L’économie collaborative durable est unie à son territoire et réunit privé-public-communs

le 14 janvier se déroulait la 1ère édition de Sharers and Workers, le réseau qui réunit ensemble les acteurs de la contribution, ceux de l’économie digitale, les différents représentants des salariés et les chercheurs spécialistes des questions du travail. Dans le programme vous pourrez constater que de nombreux échanges ont eu lieu. Les échanges du matin sont rassemblés dans cette synthèse, ici. Pour les chantiers de l’après-midi, il faudra attendre la prochaine réunion du réseau, mais certains enseignement sont déjà connus.
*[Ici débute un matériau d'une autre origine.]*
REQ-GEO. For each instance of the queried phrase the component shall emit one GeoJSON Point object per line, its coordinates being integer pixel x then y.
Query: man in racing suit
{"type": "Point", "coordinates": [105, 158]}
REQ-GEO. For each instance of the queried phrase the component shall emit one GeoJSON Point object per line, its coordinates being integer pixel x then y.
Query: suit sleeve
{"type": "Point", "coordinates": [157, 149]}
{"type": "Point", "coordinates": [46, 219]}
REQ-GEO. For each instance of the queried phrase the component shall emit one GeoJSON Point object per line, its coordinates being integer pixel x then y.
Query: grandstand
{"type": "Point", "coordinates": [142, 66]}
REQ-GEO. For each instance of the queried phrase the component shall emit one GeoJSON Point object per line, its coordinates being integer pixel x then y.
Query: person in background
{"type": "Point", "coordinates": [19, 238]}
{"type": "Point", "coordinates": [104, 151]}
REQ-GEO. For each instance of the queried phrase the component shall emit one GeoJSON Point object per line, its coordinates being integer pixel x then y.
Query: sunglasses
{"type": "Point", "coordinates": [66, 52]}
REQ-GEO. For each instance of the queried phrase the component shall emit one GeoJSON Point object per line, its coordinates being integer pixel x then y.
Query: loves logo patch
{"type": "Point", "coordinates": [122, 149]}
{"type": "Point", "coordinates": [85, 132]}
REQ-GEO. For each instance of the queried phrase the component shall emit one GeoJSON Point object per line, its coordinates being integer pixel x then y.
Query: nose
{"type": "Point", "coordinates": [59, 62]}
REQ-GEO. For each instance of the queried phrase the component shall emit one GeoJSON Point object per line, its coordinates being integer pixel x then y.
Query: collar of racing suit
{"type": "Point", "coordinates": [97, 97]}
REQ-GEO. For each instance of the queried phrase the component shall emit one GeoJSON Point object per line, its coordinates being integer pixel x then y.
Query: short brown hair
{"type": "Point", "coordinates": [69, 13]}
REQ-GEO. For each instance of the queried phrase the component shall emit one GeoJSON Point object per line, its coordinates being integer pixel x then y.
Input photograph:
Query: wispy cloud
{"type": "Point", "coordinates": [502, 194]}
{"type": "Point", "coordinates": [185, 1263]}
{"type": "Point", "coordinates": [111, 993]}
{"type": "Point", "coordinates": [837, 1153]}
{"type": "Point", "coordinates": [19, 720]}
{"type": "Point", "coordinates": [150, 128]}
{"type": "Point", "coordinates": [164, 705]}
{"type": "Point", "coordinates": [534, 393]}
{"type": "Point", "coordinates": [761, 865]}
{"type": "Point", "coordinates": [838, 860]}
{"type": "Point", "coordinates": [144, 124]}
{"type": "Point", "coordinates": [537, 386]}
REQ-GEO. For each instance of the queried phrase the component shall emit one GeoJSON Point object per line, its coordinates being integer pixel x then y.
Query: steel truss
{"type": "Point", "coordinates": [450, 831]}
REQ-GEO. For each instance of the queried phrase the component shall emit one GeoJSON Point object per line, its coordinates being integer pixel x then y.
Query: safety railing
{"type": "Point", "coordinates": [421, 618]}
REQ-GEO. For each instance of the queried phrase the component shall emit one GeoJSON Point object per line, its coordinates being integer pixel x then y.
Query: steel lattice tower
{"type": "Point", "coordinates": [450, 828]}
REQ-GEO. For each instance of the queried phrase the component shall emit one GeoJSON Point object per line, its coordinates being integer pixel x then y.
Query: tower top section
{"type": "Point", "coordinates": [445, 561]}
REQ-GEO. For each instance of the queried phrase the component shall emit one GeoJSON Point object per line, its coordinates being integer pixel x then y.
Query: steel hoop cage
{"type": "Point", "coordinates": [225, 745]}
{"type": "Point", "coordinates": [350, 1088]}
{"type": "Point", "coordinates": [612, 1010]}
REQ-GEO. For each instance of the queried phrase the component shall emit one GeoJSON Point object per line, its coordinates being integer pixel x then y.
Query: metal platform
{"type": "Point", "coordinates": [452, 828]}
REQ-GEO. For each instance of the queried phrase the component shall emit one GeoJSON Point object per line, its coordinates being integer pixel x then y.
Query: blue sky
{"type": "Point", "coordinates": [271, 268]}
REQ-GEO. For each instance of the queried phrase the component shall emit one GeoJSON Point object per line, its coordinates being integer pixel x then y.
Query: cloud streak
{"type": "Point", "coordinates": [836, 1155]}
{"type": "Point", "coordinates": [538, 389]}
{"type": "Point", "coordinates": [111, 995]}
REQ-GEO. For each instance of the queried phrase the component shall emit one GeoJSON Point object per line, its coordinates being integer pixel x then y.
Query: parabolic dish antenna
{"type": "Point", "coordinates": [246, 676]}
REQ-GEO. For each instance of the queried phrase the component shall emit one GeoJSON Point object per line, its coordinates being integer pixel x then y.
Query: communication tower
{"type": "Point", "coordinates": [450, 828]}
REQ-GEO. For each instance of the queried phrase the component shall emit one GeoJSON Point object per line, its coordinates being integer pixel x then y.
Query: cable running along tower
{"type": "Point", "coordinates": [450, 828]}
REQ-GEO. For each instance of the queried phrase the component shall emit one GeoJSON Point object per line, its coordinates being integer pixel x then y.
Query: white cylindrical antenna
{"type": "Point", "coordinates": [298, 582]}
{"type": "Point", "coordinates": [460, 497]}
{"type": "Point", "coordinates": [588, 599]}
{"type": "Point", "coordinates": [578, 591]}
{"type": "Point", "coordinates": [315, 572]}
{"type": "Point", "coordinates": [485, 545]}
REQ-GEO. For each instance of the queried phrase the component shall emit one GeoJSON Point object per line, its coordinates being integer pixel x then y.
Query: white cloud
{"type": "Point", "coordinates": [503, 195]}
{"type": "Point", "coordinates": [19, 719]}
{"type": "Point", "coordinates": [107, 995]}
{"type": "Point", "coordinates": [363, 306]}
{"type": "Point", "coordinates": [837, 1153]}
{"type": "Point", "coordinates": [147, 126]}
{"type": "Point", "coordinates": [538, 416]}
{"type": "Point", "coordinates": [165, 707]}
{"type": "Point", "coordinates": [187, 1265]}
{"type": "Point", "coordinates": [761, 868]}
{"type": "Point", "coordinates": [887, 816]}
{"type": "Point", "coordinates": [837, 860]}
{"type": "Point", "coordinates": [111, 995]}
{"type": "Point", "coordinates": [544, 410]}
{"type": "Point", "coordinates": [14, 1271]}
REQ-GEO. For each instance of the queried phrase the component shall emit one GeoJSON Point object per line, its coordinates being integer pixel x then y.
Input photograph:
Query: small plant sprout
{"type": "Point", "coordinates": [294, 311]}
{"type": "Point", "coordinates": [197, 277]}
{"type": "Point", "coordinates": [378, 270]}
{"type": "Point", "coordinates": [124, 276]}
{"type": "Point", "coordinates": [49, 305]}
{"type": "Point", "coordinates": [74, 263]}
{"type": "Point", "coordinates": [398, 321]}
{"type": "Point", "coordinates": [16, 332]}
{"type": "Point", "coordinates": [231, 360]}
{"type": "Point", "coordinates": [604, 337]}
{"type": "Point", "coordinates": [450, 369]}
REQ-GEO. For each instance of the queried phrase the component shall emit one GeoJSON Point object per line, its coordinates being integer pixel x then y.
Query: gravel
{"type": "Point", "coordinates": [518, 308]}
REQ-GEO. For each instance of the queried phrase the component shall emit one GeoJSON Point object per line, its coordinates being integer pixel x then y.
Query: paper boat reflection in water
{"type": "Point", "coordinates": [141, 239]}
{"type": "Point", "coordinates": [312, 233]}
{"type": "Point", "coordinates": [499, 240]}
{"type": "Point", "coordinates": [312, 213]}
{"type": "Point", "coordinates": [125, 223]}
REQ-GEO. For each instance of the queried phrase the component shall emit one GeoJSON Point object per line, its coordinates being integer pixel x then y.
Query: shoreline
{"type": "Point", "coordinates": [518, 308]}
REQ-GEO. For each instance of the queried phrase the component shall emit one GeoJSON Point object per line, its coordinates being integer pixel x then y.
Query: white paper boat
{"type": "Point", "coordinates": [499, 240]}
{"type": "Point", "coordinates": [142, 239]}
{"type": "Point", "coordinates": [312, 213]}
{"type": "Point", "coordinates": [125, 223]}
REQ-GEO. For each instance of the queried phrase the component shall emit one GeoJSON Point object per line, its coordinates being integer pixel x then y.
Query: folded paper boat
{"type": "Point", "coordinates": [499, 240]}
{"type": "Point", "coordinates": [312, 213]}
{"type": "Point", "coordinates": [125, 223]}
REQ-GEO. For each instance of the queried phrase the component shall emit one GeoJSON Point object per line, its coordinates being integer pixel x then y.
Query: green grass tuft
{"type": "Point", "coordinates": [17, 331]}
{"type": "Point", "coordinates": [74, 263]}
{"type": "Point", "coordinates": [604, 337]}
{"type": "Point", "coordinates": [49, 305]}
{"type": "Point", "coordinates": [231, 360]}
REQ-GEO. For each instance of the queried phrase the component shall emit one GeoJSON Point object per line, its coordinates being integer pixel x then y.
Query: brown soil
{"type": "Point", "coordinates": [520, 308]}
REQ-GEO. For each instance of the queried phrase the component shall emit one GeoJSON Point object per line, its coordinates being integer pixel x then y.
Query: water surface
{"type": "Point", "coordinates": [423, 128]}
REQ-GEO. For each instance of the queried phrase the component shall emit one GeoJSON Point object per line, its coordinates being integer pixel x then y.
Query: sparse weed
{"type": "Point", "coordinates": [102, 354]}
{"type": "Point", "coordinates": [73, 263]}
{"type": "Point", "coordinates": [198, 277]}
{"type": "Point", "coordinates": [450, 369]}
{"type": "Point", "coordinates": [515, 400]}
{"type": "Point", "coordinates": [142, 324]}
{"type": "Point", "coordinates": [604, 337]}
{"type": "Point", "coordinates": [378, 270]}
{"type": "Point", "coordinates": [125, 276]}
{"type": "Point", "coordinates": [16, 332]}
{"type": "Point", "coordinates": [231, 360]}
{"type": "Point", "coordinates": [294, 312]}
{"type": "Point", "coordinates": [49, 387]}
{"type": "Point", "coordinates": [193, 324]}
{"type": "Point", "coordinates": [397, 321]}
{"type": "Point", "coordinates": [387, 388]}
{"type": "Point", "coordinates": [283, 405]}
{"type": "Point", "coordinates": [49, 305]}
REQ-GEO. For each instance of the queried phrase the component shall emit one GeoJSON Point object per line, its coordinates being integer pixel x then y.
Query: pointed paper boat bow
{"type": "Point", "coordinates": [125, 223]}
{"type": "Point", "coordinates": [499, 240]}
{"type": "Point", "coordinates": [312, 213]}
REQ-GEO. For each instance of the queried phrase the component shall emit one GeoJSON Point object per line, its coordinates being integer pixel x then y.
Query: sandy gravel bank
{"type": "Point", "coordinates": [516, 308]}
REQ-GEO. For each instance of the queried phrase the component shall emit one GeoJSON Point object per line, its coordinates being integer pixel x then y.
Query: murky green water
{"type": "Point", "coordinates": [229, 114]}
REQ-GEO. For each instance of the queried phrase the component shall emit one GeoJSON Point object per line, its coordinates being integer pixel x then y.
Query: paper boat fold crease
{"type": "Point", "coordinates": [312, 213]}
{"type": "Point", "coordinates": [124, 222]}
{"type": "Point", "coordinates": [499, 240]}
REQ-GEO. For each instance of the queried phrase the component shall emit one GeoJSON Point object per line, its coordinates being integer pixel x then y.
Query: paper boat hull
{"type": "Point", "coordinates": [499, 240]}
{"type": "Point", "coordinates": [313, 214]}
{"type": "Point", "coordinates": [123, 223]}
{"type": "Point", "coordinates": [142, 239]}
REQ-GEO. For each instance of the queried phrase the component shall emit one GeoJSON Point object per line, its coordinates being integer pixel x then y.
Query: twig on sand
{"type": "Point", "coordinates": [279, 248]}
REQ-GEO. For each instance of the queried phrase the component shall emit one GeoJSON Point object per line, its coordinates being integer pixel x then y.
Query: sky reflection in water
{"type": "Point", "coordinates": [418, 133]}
Entre l’économie “au compteur” et l’économie contributive, la première différence, c’est l’union au territoire

Dans la table ronde sur la durabilité des effets de l’économie collaborative, les participants se sont présentés volontairement, nous avons un équilibre harmonieux des populations présentes durant la journée et c’est un plaisir de les voir collaborer à la co-construction de l’atelier. Très vite, le consensus faire apparaître 3 grands types de questionnements:

  • La durabilité (au sens large) est un critère d’exigence supplémentaire que les acteurs de l’économie collaborative doivent se donner, car c’est celui qui offre les meilleures options pour le futur pour préserver un équilibre local et une pérennité de l’activité
  • La justice de sociale pour tous et l’équité permettent de préciser comment cette durabilité se décline concrètement sur le pilier social. Ces deux notions renvoient également à la recherche sur les nouveaux statuts du travailleur pour y parvenir.
  • l’exigence envers les algorithmes et les data sont le pilier de la durabilité numérique : les enjeux du self-data et des portable data sont les principaux leviers de durabilité pour que chacun puisse avoir recours en confiance à la promesse numérique.
Les 3 piliers du développement durable associés au contributif comme catalyseur de la transformation

People+Planet+Profit ou Social+Environnement+Economique : les 3 piliers du développement durable seront efficaces en y associant le collaboratif et le contributif comme catalyseur de la transformation. Assez naturellement, la conjonction de la transition numérique et de la transition écologique aboutit aux communs comme voie de résolution la plus prometteuse.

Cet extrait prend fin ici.